Anna Maria Pammer, National Gallery

After performing a program of Lieder by composers of the Second Viennese School at the Austrian Embassy's An das Lied Festival on Wednesday, soprano Anna Maria Pammer and pianist Markus Vorzellner reprised the concert Sunday evening on the free concert series at the National Gallery of Art. A modest audience filled the small lecture hall on the West Building ground floor, which provided a more intimate venue than the regular West Garden Court. The ingenious program brought together rarely heard songs by the Viennese triumvirate of Arnold Schoenberg, Alban Berg, and Anton Webern.

Anna Maria Pammer, soprano
Anna Maria Pammer, soprano
It is a pleasure to hear this difficult music presented with such grace and authority by an Austrian duo, performing in their musical mother tongue, as it were. Pammer demonstrated a love of the poetry, in her clear diction and native pronunciation. While never making obvious gestures that would have undermined the abstract, opaque nature of the literary style, Pammer communicated the intimacy and urgency of the poems. Vorzellner's support at the piano provided the psychological background for the troubling words. In the first set of songs, Berg's Vier Lieder, op. 2, with texts by Friedrich Hebbel and Alfred Mombert, this was a post-chromatic, jazzy color. At the conclusion, with Berg's first fully atonal composition, Warm die Lüfte, Vorzellner's roaring glissando brought the air of repose crashing down as the narrator became agitated. The song ended with the voice in a low register, and a chord buzzing with dissonance.
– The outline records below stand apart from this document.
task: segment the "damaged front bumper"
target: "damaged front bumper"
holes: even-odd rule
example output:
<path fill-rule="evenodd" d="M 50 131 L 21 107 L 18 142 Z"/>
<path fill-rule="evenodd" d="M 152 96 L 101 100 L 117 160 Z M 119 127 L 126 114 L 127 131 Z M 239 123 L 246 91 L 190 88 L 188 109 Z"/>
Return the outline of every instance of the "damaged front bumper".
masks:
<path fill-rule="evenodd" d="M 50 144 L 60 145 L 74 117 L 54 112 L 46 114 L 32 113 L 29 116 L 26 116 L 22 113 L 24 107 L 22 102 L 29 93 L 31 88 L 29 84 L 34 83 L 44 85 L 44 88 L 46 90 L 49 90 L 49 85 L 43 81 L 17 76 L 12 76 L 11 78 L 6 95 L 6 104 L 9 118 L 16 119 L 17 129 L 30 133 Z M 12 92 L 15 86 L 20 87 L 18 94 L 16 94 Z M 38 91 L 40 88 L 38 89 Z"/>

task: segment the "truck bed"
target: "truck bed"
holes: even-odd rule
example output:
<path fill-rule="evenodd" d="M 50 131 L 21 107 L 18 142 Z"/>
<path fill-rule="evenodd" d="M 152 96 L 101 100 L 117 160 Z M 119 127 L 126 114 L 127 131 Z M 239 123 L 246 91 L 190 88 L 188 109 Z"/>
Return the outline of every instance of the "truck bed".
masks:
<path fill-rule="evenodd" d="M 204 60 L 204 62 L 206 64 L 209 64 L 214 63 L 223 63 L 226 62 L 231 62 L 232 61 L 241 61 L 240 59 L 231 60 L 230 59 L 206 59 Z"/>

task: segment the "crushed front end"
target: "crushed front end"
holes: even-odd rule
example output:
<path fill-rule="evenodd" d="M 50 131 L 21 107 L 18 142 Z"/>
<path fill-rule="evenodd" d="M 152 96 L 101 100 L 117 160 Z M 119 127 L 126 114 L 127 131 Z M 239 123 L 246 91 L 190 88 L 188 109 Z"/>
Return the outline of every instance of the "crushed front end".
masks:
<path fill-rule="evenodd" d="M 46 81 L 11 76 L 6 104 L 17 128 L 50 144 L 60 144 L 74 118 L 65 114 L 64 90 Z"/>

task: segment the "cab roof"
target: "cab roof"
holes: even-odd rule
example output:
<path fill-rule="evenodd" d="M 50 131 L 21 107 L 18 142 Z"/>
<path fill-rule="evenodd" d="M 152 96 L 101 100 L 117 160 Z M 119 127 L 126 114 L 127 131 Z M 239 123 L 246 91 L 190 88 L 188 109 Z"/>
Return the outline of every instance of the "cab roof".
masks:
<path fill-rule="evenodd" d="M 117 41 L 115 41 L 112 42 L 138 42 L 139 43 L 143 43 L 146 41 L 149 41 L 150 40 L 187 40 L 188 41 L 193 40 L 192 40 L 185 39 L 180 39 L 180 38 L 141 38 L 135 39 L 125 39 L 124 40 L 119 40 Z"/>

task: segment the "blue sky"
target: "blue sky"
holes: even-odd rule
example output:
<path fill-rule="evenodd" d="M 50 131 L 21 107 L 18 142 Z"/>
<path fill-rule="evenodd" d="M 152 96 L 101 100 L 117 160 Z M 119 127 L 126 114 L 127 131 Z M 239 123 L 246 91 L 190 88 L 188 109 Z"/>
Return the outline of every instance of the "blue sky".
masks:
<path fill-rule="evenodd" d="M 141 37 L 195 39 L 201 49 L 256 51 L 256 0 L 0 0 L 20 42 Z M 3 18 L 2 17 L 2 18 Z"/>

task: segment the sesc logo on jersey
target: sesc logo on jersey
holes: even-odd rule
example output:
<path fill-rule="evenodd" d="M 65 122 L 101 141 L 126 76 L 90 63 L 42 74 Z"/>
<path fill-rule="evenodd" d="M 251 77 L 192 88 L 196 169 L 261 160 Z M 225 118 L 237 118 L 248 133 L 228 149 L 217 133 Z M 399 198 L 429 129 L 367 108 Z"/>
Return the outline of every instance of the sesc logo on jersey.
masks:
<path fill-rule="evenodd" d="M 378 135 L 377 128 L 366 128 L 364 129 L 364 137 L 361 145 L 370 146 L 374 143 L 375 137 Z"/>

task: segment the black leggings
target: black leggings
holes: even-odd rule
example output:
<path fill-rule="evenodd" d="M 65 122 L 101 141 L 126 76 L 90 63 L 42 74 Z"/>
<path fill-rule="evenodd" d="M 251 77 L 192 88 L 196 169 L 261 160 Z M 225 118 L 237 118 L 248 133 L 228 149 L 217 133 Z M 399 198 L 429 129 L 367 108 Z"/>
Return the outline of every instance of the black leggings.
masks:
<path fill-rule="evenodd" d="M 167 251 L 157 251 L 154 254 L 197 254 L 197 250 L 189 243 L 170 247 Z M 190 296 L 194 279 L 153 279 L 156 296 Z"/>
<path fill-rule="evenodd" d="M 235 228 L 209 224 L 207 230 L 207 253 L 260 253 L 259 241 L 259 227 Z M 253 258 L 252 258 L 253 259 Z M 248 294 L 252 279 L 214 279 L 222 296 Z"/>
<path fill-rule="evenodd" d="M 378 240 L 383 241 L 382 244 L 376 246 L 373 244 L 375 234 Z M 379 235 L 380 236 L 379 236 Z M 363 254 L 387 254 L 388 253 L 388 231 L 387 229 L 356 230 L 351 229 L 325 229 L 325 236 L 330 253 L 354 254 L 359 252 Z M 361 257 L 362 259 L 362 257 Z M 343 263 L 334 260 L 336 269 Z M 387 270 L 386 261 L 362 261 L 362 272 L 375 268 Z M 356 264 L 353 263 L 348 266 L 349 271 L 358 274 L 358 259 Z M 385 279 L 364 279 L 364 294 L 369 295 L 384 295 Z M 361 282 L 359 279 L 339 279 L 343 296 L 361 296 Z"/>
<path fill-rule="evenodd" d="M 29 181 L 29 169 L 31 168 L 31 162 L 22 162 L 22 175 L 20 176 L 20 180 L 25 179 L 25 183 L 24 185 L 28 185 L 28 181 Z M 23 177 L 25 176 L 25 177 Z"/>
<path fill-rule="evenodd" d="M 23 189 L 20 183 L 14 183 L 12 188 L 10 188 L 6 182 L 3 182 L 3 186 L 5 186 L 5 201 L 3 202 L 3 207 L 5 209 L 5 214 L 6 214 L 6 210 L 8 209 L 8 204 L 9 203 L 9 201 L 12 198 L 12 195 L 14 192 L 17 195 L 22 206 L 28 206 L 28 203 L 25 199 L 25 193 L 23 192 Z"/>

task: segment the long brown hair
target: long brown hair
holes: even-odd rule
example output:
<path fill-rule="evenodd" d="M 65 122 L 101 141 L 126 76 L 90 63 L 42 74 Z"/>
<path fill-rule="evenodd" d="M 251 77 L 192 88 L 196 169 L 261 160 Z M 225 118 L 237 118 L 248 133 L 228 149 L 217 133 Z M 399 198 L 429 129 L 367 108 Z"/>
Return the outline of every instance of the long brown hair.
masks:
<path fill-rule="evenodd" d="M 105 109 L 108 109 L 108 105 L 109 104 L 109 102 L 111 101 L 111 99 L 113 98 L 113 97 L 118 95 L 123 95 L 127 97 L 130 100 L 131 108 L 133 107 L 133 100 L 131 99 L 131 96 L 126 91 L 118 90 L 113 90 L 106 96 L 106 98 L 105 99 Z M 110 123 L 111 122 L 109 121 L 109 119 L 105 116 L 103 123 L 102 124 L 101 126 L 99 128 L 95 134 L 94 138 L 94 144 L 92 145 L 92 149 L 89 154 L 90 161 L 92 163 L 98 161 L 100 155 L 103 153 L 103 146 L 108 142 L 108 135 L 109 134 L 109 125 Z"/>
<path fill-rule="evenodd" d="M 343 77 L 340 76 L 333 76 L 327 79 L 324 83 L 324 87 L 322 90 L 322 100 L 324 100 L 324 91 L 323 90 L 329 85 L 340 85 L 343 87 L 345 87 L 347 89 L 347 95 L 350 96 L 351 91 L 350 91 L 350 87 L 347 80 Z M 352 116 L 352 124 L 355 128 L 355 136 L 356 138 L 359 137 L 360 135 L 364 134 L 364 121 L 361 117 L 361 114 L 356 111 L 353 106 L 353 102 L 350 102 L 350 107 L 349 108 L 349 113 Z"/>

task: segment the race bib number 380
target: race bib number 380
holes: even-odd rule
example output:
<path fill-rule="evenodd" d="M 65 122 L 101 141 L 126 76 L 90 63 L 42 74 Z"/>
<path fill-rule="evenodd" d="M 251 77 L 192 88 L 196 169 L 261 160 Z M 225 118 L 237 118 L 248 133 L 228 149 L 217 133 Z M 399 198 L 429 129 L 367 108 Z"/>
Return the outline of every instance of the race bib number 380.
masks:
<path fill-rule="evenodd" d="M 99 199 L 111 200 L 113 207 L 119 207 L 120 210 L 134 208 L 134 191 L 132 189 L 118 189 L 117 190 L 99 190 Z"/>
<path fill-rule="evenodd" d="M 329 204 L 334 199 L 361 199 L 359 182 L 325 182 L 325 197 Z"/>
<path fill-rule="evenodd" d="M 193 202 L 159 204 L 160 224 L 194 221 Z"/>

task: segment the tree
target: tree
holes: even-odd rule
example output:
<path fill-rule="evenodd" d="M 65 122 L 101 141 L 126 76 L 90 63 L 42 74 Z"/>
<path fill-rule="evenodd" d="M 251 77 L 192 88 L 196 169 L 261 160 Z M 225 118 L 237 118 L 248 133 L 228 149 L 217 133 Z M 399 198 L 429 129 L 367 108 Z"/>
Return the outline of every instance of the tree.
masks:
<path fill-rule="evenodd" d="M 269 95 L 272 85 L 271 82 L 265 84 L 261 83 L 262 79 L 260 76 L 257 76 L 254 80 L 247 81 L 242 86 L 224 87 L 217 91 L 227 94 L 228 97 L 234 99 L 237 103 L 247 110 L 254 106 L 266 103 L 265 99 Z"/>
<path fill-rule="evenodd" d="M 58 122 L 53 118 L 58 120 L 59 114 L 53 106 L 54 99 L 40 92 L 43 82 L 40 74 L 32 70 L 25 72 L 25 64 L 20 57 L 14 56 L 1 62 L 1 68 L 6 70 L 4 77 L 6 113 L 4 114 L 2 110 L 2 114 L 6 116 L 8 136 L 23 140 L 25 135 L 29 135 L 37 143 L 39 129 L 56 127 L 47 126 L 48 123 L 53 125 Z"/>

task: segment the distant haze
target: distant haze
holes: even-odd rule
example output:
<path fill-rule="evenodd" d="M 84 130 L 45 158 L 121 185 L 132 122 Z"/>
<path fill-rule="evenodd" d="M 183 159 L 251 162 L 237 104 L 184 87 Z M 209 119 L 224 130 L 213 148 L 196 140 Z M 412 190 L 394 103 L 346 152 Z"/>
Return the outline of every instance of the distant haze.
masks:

All but the first group of songs set poems by Stefan George (1868-1933), a poet who might be described as a German symbolist who reconciled German modernism with classical poetry. He translated Dante, Shakespeare, and Baudelaire into German. Webern's much more pointillistic settings of George's poems, especially the Vier Lieder nach Stefan George, captured the disturbing, erotic tone -- just with George's ambiguous, homoerotic aesthetic shifted into a female voice. While Webern shows his characteristic economy in these songs from around 1908, Schoenberg's setting of the fifteen songs of Das Buch der hängenden Gärten, op. 15, is more intense and emotionally direct. The climax of the cycle was the paean to pure lust, Wenn ich heut nicht deinen Leib berühre (If I do not touch your body today), with its agitated piano accompaniment incarnating the narrator's feverish passion. The final song was wreathed by a gorgeous prelude in piano and a long, somber postlude.

The free concert series at the National Gallery of Art continues this week with a Wednesday recital by pianist Tao Lin (May 9, 12:10 pm) in the East Building Auditorium and a Sunday concert by the National Gallery Chamber Players String Quartet and pianist Miceal O'Rourke (May 13, 6:30 pm).